Generation after generation, people have tended to procrastinate when it comes to estate planning. There is nothing new about this. However, a report from PEW Research Center shows that Millennials may have even less reason to create an estate plan at a young age than previous generations. They are holding off on getting married, buying a house and having children. So it makes sense that they would hold off on estate planning as well. Or does it?

Understanding What Estate Planning Really Is

One reason why many people choose to wait to create an estate plan may have to do with a limited understanding of what estate planning is and what it can do.

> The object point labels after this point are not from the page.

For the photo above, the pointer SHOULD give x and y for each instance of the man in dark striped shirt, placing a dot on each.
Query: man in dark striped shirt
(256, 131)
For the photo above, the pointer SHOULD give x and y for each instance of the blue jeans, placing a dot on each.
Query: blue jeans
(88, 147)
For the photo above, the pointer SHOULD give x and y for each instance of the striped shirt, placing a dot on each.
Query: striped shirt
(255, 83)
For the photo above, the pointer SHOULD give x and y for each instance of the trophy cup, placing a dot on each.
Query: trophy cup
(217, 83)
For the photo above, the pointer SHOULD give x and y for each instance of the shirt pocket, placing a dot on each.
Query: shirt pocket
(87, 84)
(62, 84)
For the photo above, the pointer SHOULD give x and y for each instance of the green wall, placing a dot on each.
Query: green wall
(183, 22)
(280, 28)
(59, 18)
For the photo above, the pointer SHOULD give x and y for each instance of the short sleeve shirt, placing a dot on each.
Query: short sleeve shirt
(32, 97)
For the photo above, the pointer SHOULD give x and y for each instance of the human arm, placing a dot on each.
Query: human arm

When people think of estate plans, they often think solely of passing assets on to their loved ones. While that is a core focus of most estate plans, there is much more that can be accomplished, from naming guardians for minor children to providing instructions for the handling of medical care and financial issues in the event of incapacity.

Estate Planning Is Not A One-Time Thing

Another barrier that people may have when it comes to estate planning is that they think they can wait until a certain event happens, create the estate plan and then be done with it. That is not the case. Life comes with changes, and estate plans should change too.

Perhaps you have children, but you were waiting until you bought a house or acquired more assets to write a will and create an estate plan. There is no need to wait. You can set up an estate plan now to protect your children, and you can update it as necessary.

Perhaps you have a home and some assets, but you were waiting until after you had children to do your estate planning. Why not get started now so that the assets you have worked so hard for are protected and you can update it when the time comes?

An estate planning attorney can review your situation and let you know if the time is right for planning your estate. If it is, your attorney can offer guidance about the estate planning tools that are most appropriate for achieving your goals.